For decades it has been a time-honored tradition for students to exchange uninspired commutes to campus for long garrulous conversations on lonely highways, forgoing the rigors of exams, papers, and other obligations for one short week of unadulterated partying, surrounded by others sojourning in America’s beachtown sanctuaries.
So prevalent is the road trip that it has forever been ingrained into American pop culture. Countless movies have been made in honor of its triumphs and in commiseration of its pitfalls, of which there are few and those that do exist have the potential to turn into great stories… with some exceptions here and there.
However this emblem of collegiate euphoria faces a real and present danger that will potentially transform the road trip from an annual expedition into a fondly remembered relic. A dream shared only by the quixotic and forgotten by the practical.
Rising gas prices present an insurmountable obstacle facing future road trippers. The exponential rate at which gas prices continue to rise is a variable that cannot be accounted for. With the national average precariously close to exceeding $4.00 a gallon, combined with high price volatility, it will most likely deliver a deathblow to many planned road trips this year.
In Panama City, Florida I saw the destruction high gas prices have wrought on spring breakers first hand. In the rare instance in which a conversation with a tripper surpassed the get-to-know-you phase, or was not intruded upon by a way-ward frat boy or misplaced beach goer, nearly everyone I talked to said at least one of their friends who planned on joining them had to drop out last minute because the cost simply became too great.
Routinely the main culprit behind the last minute change of plans was the price of gas.
My own road trip was nearly killed in its infancy when two friends decided it was simply impractical for them to tag along. With gas prices hovering around $3.69 last week at the time of our trip, it meant each person would have to cough up at least $120 in order to pay for their share of the cost of fueling the Ford Expedition’s long journey to Panama City.
Luckily we were able to find two last minute replacements. But with gas prices in Maryland currently hovering around $4.05, and rising daily, if the trip were scheduled to get underway this week I doubt any of us would have been able to swing it.
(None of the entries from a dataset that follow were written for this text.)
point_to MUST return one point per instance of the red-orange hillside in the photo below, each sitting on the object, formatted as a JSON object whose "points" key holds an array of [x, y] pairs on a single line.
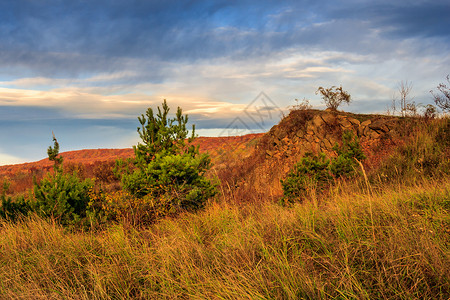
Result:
{"points": [[87, 157]]}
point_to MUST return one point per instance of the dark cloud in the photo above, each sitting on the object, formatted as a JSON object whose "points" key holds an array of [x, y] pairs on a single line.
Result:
{"points": [[74, 37]]}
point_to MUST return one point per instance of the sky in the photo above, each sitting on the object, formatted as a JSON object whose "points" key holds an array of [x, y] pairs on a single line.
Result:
{"points": [[87, 69]]}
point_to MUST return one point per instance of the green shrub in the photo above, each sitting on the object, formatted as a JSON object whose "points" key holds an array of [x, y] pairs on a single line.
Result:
{"points": [[166, 165], [62, 197], [14, 208], [312, 172]]}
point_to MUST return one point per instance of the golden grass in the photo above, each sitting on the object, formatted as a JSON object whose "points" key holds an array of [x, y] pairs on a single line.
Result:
{"points": [[390, 244]]}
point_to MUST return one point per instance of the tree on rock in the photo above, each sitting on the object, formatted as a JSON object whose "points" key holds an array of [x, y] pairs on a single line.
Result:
{"points": [[443, 100], [334, 96]]}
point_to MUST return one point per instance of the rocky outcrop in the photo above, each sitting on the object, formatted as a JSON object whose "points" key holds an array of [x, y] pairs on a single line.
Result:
{"points": [[313, 131], [321, 130]]}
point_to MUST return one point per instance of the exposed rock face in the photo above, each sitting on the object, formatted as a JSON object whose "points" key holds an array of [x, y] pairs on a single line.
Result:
{"points": [[321, 130]]}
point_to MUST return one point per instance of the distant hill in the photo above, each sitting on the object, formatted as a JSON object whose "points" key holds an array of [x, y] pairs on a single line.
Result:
{"points": [[91, 162]]}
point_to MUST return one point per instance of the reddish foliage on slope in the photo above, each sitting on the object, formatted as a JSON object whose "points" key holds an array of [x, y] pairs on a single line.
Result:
{"points": [[99, 163]]}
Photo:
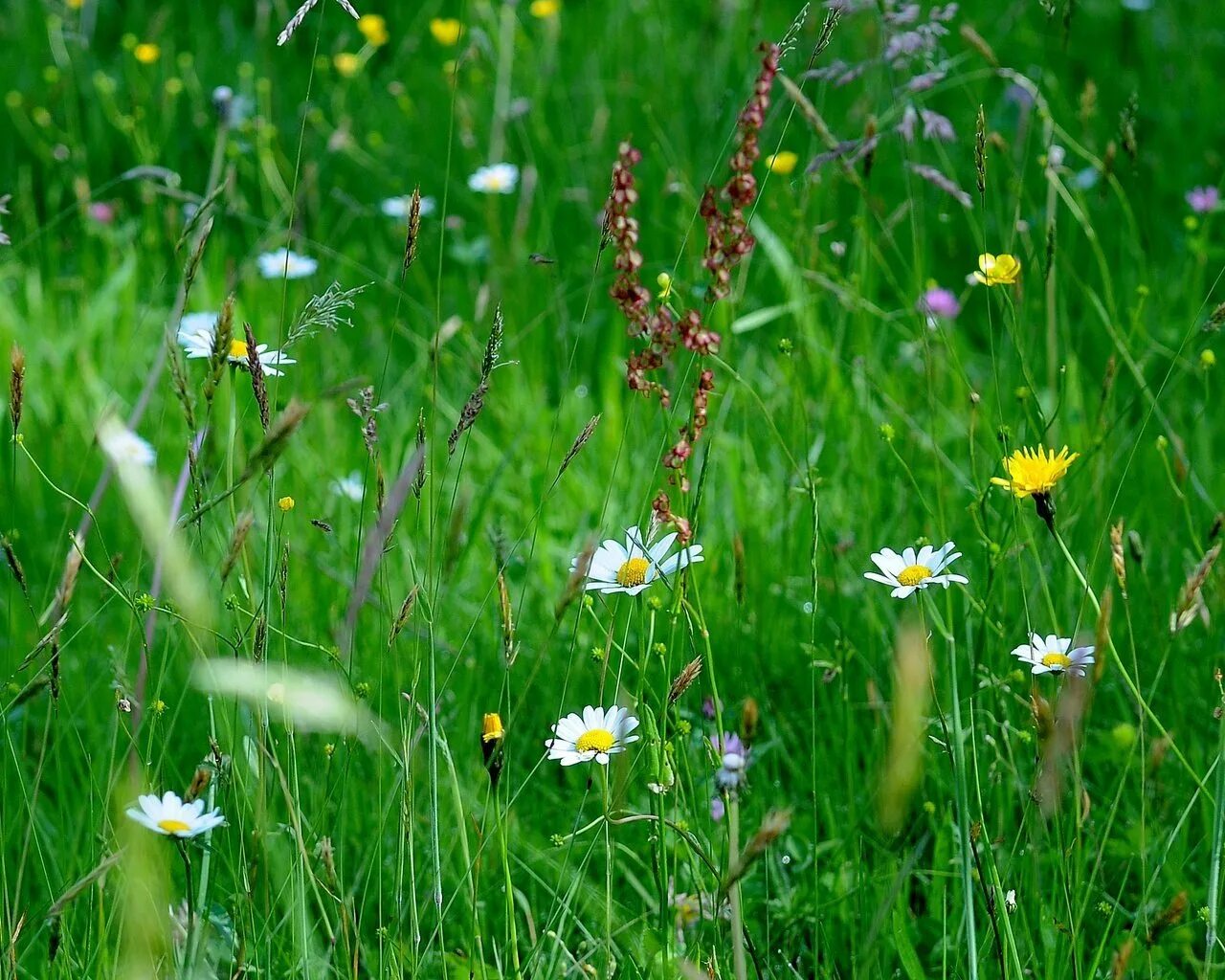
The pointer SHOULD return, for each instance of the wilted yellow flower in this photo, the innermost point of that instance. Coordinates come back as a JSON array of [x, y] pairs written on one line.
[[446, 30], [1032, 472], [491, 729], [145, 53], [374, 29], [782, 162], [997, 270], [348, 64]]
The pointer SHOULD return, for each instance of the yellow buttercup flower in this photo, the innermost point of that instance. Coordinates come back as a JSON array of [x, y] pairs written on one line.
[[446, 31], [348, 64], [374, 29], [1036, 472], [997, 270], [782, 162], [145, 53]]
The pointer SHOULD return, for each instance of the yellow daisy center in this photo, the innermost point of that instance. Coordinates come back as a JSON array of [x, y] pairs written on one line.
[[634, 572], [597, 740], [913, 574]]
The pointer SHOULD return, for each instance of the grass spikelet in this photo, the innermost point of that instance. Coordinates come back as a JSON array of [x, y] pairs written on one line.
[[237, 539], [577, 445], [256, 368], [1191, 600], [682, 681], [15, 565], [908, 724], [506, 615], [406, 612], [16, 386]]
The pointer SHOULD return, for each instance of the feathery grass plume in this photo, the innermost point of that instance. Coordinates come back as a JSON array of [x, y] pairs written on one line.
[[510, 648], [326, 310], [406, 612], [908, 725], [241, 528], [414, 228], [1169, 918], [419, 480], [374, 546], [980, 151], [15, 565], [256, 370], [1102, 635], [770, 830], [301, 15], [577, 445], [937, 179], [476, 402], [16, 386], [223, 341], [1191, 600], [307, 701], [682, 681], [1116, 556]]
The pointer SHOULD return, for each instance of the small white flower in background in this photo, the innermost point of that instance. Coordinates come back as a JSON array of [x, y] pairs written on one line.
[[398, 207], [122, 446], [283, 263], [633, 568], [350, 488], [1051, 656], [197, 333], [500, 178], [173, 817], [910, 571], [593, 736]]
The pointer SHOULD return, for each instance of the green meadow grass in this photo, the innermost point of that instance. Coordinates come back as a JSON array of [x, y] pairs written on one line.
[[924, 806]]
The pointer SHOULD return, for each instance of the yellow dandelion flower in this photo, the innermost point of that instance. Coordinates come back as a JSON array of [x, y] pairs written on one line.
[[348, 64], [1036, 472], [446, 31], [997, 270], [374, 29], [145, 53], [782, 162]]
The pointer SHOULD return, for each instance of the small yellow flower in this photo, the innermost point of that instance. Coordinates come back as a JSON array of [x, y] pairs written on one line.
[[145, 53], [446, 31], [374, 29], [782, 162], [348, 64], [491, 729], [997, 270], [1032, 472]]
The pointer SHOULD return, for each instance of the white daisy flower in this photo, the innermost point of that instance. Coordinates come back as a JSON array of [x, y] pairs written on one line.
[[123, 447], [593, 736], [173, 817], [501, 178], [909, 571], [350, 488], [283, 263], [1051, 656], [398, 207], [197, 333], [634, 567]]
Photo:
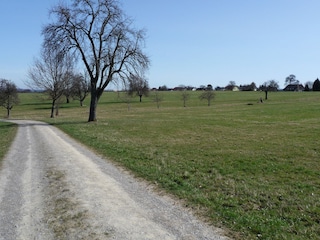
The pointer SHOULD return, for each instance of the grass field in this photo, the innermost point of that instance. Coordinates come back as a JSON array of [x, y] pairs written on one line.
[[248, 167]]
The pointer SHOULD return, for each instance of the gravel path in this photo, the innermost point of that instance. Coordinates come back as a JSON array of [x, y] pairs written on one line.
[[52, 187]]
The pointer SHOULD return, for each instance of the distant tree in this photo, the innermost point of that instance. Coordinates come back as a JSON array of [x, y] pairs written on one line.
[[138, 86], [207, 95], [50, 73], [103, 37], [157, 98], [291, 79], [308, 86], [316, 85], [250, 87], [8, 95], [80, 87], [268, 86], [231, 85], [185, 95], [163, 88]]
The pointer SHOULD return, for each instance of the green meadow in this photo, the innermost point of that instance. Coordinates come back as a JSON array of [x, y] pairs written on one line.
[[251, 168]]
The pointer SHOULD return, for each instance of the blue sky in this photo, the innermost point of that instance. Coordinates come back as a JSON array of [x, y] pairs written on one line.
[[191, 42]]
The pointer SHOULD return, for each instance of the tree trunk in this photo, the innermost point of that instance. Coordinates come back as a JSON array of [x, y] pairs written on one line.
[[93, 105], [52, 108]]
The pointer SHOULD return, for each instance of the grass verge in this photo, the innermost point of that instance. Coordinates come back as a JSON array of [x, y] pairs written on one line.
[[7, 133]]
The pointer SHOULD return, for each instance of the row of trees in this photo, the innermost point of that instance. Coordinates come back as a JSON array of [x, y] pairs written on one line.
[[54, 73], [95, 36]]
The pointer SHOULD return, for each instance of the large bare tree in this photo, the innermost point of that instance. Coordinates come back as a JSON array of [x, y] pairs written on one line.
[[104, 39], [8, 95], [51, 73]]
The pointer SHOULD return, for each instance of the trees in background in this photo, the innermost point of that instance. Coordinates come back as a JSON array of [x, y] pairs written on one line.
[[207, 95], [51, 73], [316, 85], [103, 37], [291, 79], [138, 86], [268, 86], [80, 87], [8, 95], [185, 97]]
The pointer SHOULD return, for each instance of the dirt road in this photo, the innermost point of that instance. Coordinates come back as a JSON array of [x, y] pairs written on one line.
[[52, 187]]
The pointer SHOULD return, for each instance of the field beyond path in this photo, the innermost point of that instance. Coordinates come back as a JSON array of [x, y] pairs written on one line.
[[51, 187]]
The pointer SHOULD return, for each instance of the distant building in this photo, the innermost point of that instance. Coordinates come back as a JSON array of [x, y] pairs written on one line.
[[294, 88]]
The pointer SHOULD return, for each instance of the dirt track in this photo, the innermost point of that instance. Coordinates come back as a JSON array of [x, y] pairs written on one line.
[[51, 187]]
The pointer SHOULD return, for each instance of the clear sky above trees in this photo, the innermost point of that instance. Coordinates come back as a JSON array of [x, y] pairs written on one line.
[[192, 42]]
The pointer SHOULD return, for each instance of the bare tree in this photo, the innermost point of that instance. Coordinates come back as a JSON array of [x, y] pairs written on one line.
[[157, 98], [207, 95], [138, 86], [102, 36], [185, 97], [80, 87], [49, 73], [8, 95], [268, 86]]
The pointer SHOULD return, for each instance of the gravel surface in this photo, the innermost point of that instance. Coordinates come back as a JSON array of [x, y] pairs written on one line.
[[52, 187]]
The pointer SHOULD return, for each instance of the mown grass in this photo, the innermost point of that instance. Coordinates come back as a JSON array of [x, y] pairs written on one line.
[[7, 133], [249, 167]]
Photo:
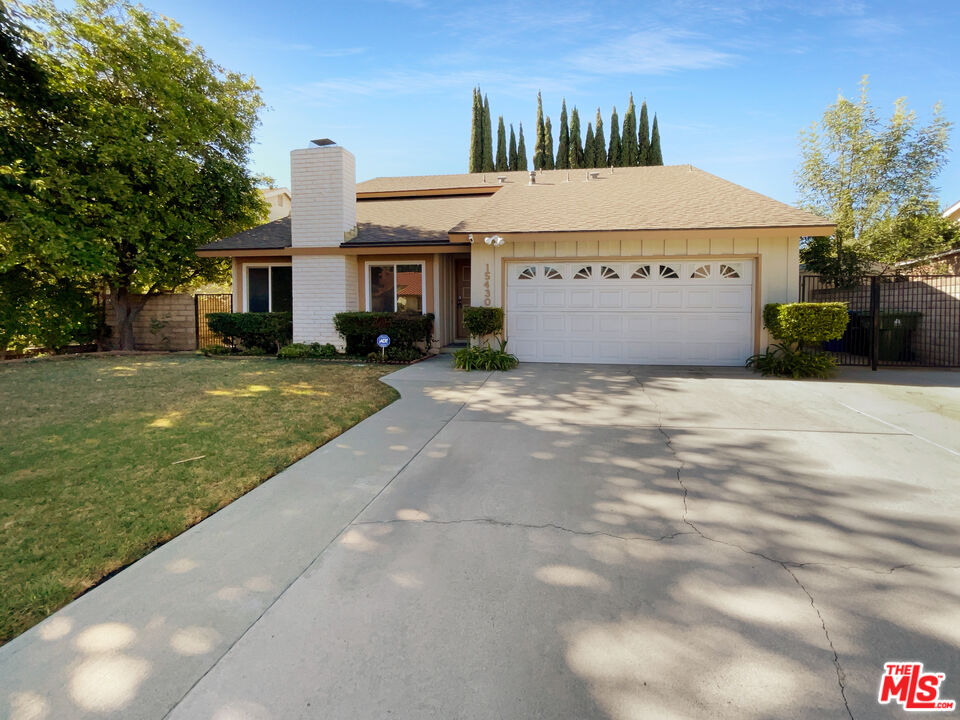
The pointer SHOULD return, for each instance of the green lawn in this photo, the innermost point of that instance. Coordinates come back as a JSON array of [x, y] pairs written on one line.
[[89, 479]]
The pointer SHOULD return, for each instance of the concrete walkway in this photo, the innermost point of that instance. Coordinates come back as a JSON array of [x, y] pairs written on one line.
[[559, 541]]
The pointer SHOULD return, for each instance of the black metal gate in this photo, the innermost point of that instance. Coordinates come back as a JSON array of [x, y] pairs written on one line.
[[894, 320], [208, 303]]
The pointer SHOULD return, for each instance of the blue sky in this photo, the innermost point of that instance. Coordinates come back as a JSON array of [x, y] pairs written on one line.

A few creative options exist for college students to circumvent the gas price issue. Road trippers can sacrifice comfort for the sake of affordability, electing to drive a smaller, more fuel efficient vehicle instead of the standard SUV.
Or the distance of the trip can be shortened. Instead of making the 1,020-mile trip to Florida you can adapt and make a 500-mile trip to some less desirable locale. Lastly, and most unfortunate, the road trip can be abandoned entirely, its place usurped by a plane ticket. While all the previous options present their own unique can of worms, it is this final option I find most devastating.
It means those unaccounted and unforeseen joys inherent in road trips would be gone forever. No more last minute detours to a nearby city, taking in the charms of a different culture, if only for a few hours. The laughs conjured up from obscene or simply absurd conversations… conversations that can only come about when four people are cramped in a small space for countless hours, will be forever silenced.
Lastly, it represents the death of a tradition.
It means the tentacles of high gas prices have transcended the political and economic realms and entered into the realm of the symbolic and the sacred… wrapping themselves around something college students have held in high esteem for decades, if not centuries, slowly constricting and tightening their grasp until they have squeezed the life out of the last remaining construct American undergrads had to look forward to in an America riddled with high unemployment and uncertain futures.